BRUSSELS: The European Commission will review EU laws and be careful when writing new ones, the EU's executive said on Wednesday, in an effort to answer intensifying criticism of what many in member states see as overregulation by Brussels.
In countries such as Britain critics have pilloried the Commission for European Union rules such as one preventing drinkmakers from claiming that water can treat dehydration.
Brussels recently had to drop plans that would have forced restaurants to serve oil in sealed bottles instead of glass jugs or dipping bowls.
The Commission's move marks a change of tone at a body that proposes laws for the 28 countries in the bloc but which has had to contend with mistrust of its work as the financial crisis has flared and the economy deteriorated.
"Not everything that is good is good at European level," said Jose Manuel Barroso, the Commission's president.
"Let's think twice whether, when and where we need to act at European level," he said, launching the initiative to review EU law for possible simplification and drop contested proposals such as health and safety rules for hairdressers.
The number of Europeans who distrust the European Union has doubled over the past six years to a record high.
In a recent poll, 60 percent of Europeans "tended not to trust the EU" compared to the 32 percent level of distrust in early 2007 before the onset of the global financial crisis.
In Britain, Prime Minister David Cameron has promised an EU membership referendum if he is re-elected in 2015. In the meantime, Britain is seeking to reshape its ties with the EU.
Summing up this mood, Nigel Farage, an EU lawmaker who leads the euro-sceptic UK Independence Party, said: "The Commission exerts power by hyper-regulation, it wants to regulate in more areas of everyday life not less."
This scepticism has long since spread throughout Europe.
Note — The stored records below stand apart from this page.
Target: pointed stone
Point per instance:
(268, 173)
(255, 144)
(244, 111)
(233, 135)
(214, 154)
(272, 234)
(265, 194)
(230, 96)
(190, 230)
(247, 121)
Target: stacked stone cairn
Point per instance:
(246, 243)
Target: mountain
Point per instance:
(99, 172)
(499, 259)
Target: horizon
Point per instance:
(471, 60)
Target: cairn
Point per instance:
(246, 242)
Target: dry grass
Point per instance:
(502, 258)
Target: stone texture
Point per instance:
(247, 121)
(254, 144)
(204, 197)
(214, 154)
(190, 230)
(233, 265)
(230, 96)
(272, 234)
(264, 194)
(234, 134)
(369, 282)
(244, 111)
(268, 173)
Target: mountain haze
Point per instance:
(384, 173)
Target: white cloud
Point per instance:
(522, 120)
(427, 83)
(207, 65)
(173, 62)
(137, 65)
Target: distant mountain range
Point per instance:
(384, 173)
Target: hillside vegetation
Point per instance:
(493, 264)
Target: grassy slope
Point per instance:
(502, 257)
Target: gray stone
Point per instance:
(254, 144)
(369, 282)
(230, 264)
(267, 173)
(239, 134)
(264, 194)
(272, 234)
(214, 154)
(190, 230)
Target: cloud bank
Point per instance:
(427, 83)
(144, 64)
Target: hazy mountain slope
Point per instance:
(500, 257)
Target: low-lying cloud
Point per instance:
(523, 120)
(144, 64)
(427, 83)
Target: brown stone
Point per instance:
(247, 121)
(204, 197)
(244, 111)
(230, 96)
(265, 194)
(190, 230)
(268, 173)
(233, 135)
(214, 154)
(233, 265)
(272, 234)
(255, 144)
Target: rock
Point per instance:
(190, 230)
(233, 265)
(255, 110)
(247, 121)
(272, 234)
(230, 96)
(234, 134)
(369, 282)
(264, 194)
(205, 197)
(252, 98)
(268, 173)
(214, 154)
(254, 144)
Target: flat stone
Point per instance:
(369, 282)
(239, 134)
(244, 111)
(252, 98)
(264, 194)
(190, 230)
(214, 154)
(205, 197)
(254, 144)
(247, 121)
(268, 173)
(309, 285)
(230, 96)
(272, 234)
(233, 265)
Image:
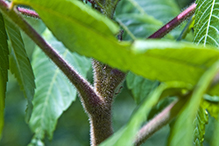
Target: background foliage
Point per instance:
(72, 127)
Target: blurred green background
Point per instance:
(73, 125)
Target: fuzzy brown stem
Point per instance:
(90, 98)
(174, 22)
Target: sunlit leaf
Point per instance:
(211, 104)
(20, 65)
(182, 131)
(200, 122)
(4, 65)
(54, 92)
(127, 134)
(207, 22)
(155, 60)
(140, 86)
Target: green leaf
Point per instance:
(162, 10)
(126, 135)
(149, 20)
(39, 26)
(20, 65)
(207, 22)
(140, 26)
(211, 104)
(83, 16)
(215, 139)
(182, 132)
(54, 92)
(140, 86)
(200, 122)
(4, 65)
(154, 60)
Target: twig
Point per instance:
(86, 91)
(28, 12)
(174, 22)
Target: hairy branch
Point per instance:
(90, 98)
(174, 22)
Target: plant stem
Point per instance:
(174, 22)
(160, 120)
(90, 98)
(28, 12)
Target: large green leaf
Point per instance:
(20, 65)
(54, 93)
(140, 86)
(4, 65)
(139, 17)
(182, 132)
(126, 135)
(39, 26)
(155, 60)
(140, 26)
(207, 22)
(162, 10)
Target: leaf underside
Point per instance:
(4, 65)
(166, 61)
(207, 22)
(54, 92)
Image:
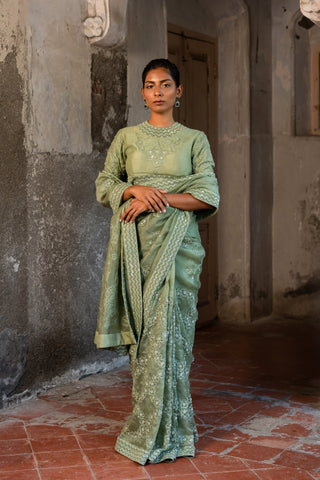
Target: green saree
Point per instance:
(150, 283)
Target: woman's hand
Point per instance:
(153, 198)
(135, 208)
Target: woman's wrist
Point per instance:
(128, 193)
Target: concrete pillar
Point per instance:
(311, 9)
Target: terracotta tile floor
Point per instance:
(256, 393)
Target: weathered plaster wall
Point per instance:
(13, 205)
(261, 161)
(147, 39)
(54, 234)
(228, 22)
(109, 95)
(59, 62)
(296, 219)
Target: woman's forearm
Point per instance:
(185, 201)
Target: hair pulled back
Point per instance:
(162, 63)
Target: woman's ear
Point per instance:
(179, 91)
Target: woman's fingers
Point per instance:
(130, 213)
(154, 198)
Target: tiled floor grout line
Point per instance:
(84, 455)
(33, 454)
(195, 466)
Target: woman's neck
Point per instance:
(161, 120)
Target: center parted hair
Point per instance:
(162, 63)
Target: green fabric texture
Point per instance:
(150, 283)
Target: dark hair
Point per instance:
(162, 63)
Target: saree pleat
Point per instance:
(148, 303)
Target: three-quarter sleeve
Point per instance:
(111, 182)
(202, 166)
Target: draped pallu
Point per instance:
(150, 283)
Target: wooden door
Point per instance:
(195, 56)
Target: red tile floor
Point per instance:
(256, 394)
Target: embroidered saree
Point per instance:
(150, 283)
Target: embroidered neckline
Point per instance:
(149, 129)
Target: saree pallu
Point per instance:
(148, 303)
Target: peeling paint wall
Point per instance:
(296, 217)
(13, 206)
(54, 234)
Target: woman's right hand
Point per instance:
(153, 198)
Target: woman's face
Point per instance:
(160, 90)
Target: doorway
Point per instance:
(196, 57)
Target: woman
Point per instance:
(158, 179)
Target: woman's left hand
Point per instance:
(135, 208)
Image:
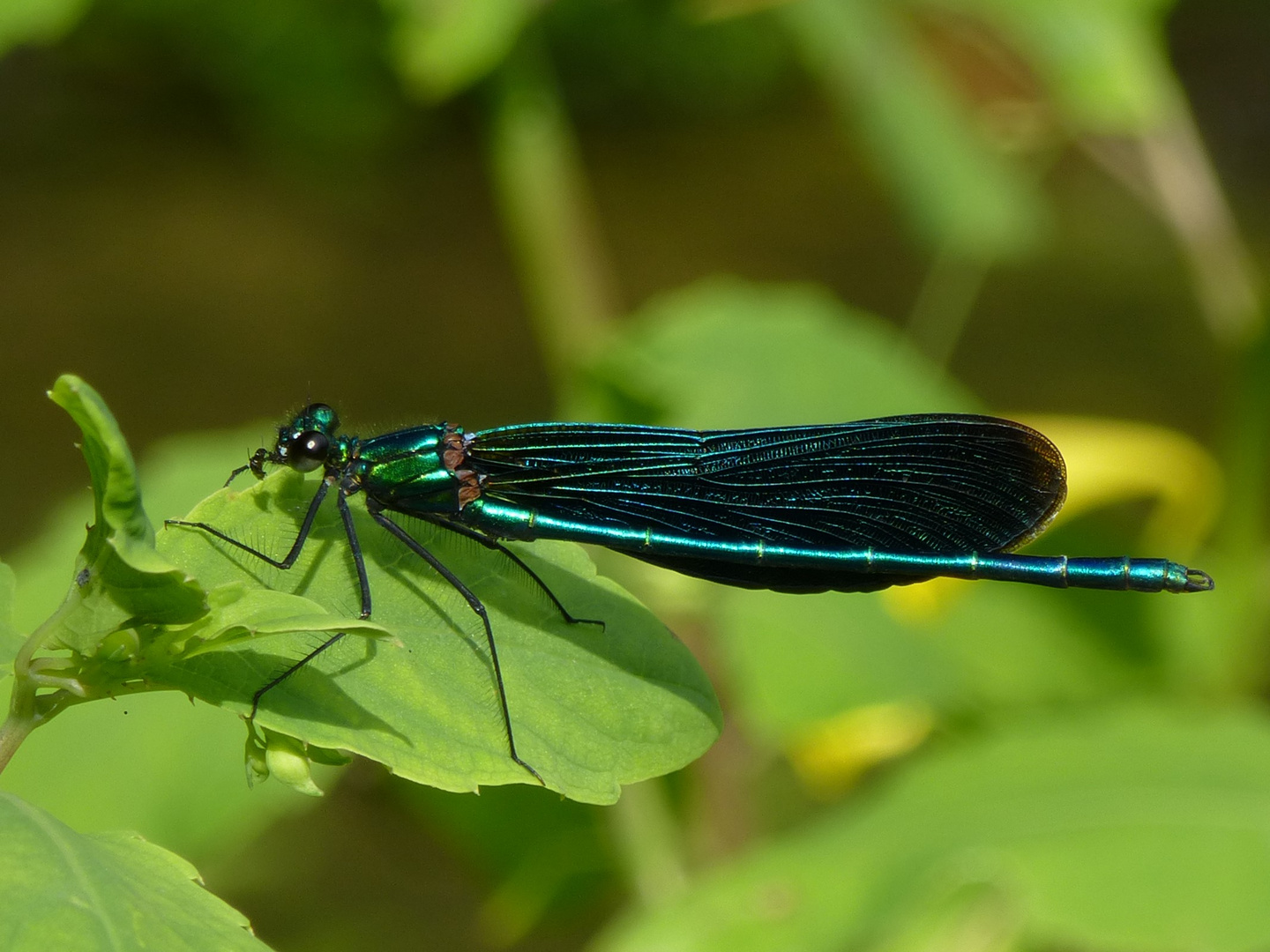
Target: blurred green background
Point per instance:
(709, 213)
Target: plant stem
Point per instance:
(649, 843)
(544, 202)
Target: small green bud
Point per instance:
(328, 756)
(120, 645)
(288, 761)
(254, 759)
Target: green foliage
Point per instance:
(444, 46)
(9, 637)
(120, 576)
(422, 701)
(1080, 819)
(426, 703)
(960, 192)
(107, 891)
(158, 763)
(1131, 828)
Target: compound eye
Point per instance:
(308, 450)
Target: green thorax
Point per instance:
(418, 470)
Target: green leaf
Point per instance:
(799, 659)
(729, 353)
(120, 576)
(591, 709)
(1143, 828)
(444, 46)
(964, 197)
(37, 20)
(104, 891)
(153, 763)
(156, 763)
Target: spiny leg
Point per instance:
(537, 580)
(478, 607)
(286, 562)
(360, 564)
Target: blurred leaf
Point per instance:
(1125, 829)
(103, 891)
(1104, 61)
(444, 46)
(592, 709)
(728, 353)
(548, 856)
(37, 20)
(1111, 461)
(1215, 648)
(306, 78)
(153, 763)
(796, 660)
(724, 353)
(966, 198)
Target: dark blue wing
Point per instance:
(900, 484)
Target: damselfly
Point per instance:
(851, 507)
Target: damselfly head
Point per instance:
(305, 442)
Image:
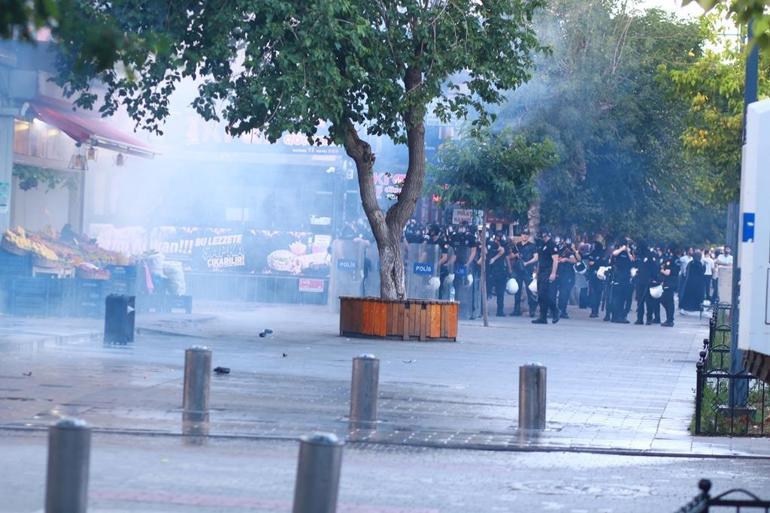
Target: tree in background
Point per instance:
(491, 171)
(603, 101)
(355, 67)
(713, 87)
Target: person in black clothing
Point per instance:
(647, 270)
(498, 270)
(669, 275)
(622, 261)
(547, 264)
(464, 244)
(594, 261)
(568, 257)
(523, 272)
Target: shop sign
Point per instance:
(423, 269)
(346, 265)
(312, 285)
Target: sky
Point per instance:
(673, 5)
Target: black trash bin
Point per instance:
(119, 318)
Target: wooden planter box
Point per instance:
(413, 319)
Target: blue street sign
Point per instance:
(346, 265)
(748, 227)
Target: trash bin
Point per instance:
(119, 318)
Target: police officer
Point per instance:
(547, 266)
(669, 275)
(647, 270)
(622, 262)
(568, 257)
(594, 261)
(464, 245)
(497, 268)
(527, 251)
(437, 238)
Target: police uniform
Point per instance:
(621, 286)
(523, 275)
(647, 270)
(594, 261)
(565, 278)
(464, 245)
(546, 289)
(670, 263)
(498, 273)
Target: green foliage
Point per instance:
(493, 171)
(293, 65)
(21, 18)
(615, 125)
(713, 87)
(744, 12)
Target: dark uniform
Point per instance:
(523, 274)
(647, 271)
(594, 261)
(670, 263)
(546, 289)
(464, 245)
(566, 278)
(621, 285)
(498, 272)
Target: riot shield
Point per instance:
(347, 271)
(422, 265)
(371, 271)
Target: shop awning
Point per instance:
(88, 129)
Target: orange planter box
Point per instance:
(406, 320)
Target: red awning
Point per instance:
(87, 129)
In recent German elections, a new anti-euro party, the Alternative for Germany, narrowly failed to make it into the Bundestag (lower house of parliament).
The Dutch government has also called for a "more modest, more sober but more effective" European Union, with foreign minister Frans Timmermans warning that "the time for an 'ever closer union' in every possible policy area is behind us".
European Parliament elections in May are expected to deliver strong gains for eurosceptic parties.
"One driving force of British euroscepticism is the belief that the Commission is a regulatory machine that has run out of control," said Charles Grant of the Centre for European Reform, a think-tank. "Any further initiatives to cut red tape may help to alleviate eurosceptic concerns in the UK a little."